On top of that, newly minted freelancers are coming out of hacker schools and online education programs from sites like Coursera and Udemy, which are cheaper than a university education. Cash-strapped small businesses are clamoring for more freelancers, rather than dumping their savings on consulting agencies or full-time employees with benefits. And, as international director Adam Byrnes points out, billions of people worldwide will soon get Internet for the first time, and the first thing they’ll be searching for is a job.
“There’s never been a better time to become a freelancer or to employ freelancers,” he says.
But the freelancing market isn’t without its issues. Many skilled freelancers feel they have no chance against the cheap talent available overseas – talent that, thanks to online collaboration tools, is easier and easier to work with. But according to Byrnes, these freelancers are mistaken.
“We’ve actually done a few studies, and we found that employers always – 99 percent of the time – pick based on reputation rather than price,” he says.

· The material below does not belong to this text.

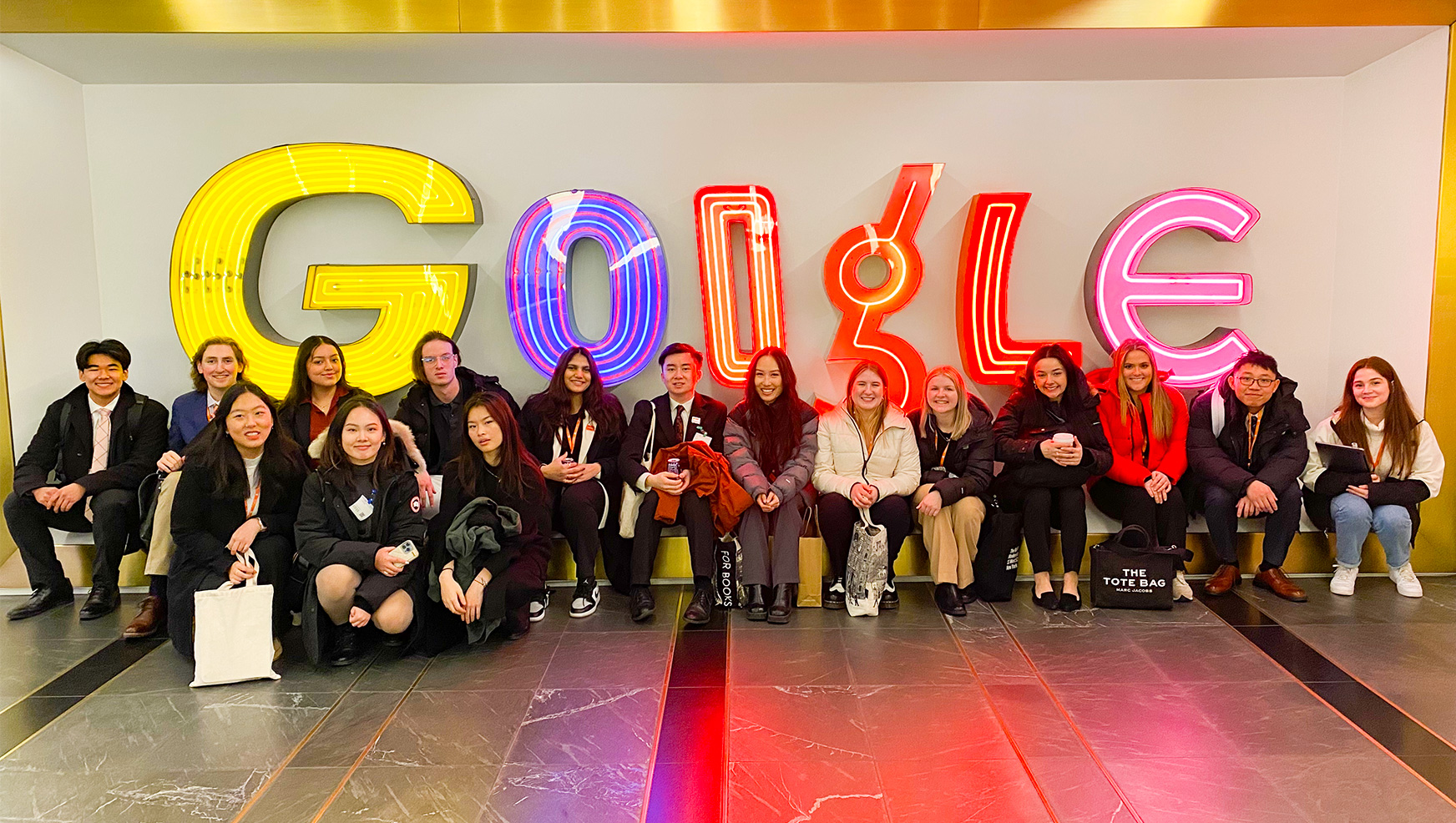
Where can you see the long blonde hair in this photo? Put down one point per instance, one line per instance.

That’s partly the reason why Freelancer.com introduced a new crowdsourcing feature on May 28. Before, only design jobs like a logo or app icon could be listed as competitions, and companies would select winners from among the entries. But now, any job on Freelancer.com can be “crowdsourced” this way, from mobile apps to websites to backend architecture.
This may seem like a chore for freelancers, and it sometimes is. A competition with 500 entries probably isn’t worth a freelancer’s time and effort. But smaller competitions can help newbies with little experience get discovered. It’s arguably a more meritocratic system, an antidote to the “who you know” hiring process that hurts newbies and companies alike when the wrong person is hired.
If you do get hired via Freelancer.com’s new crowdsourced competitions, you’re on the road to more work. Freelancer.com rates freelancers from 0-5, and winning a competition nets you five times the reputation boost of simply completing a project. And even if you lose, you practiced your craft and created something beautiful – more than we can say about an unsuccessful job application.